中学受験の算数で使える旅人算の方法

勉強中学受験では、如何に高い点数を獲得できるかが重要となります。そのためには、全問題を早めに解いてしまい、答えを見直すだけの余裕を作ることが必須となります。
特に算数では時速と距離と時間を題材とした問いの出題率が高いため、一般的な公式を覚えておくだけでなく、旅人算による簡易な計算方法もしっかりと身につけておくことが大切です。
例題として、9600m離れているAとBの二人がいるとします。AとBは出会うためにお互いの方向に進むとし、Aが分速300mで進み、Bが分速500mで進んだ場合、AとBは何分後に出会うかを解説します。
通常の方法で解く場合、時速x時間=距離から時間=距離/時速となり、これに数値を当てはめると、9600/(300+500)=12分後となります。公式を暗記していれば簡単ですが、受験の緊張から瞬時に思い出せないことも珍しくありません。しかし、旅人算を覚えておけば、引き出しが増え解ける確率は当然ながらアップします。

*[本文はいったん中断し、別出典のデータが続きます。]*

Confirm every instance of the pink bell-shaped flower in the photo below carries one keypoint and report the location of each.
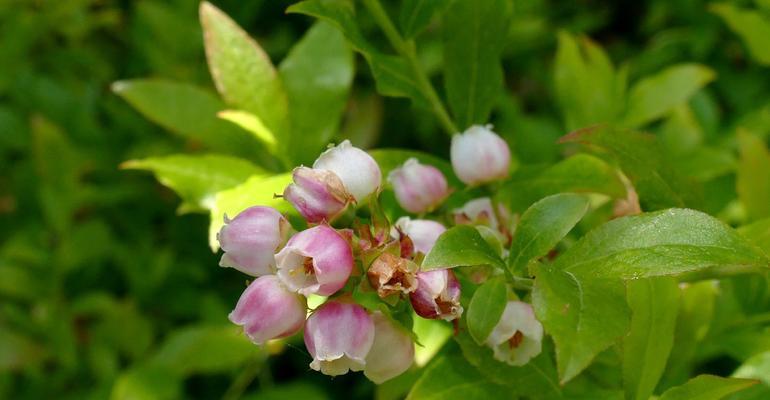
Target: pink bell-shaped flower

この問題で旅人算を使用した場合の解き方も、基本的な計算方法は同じですが、通常の計算式を覚えておく必要はありません。
Aが1分間に進む距離が300m、Bが1分間に進む距離が500mですから、AとBは1分間に300+500=800m近づくことになります。AとBの二人の距離は最初9600mで、この距離がゼロになるには9600/800=12分後となり、通常の解き方を知らなくてもすぐに解答を導き出すことができます。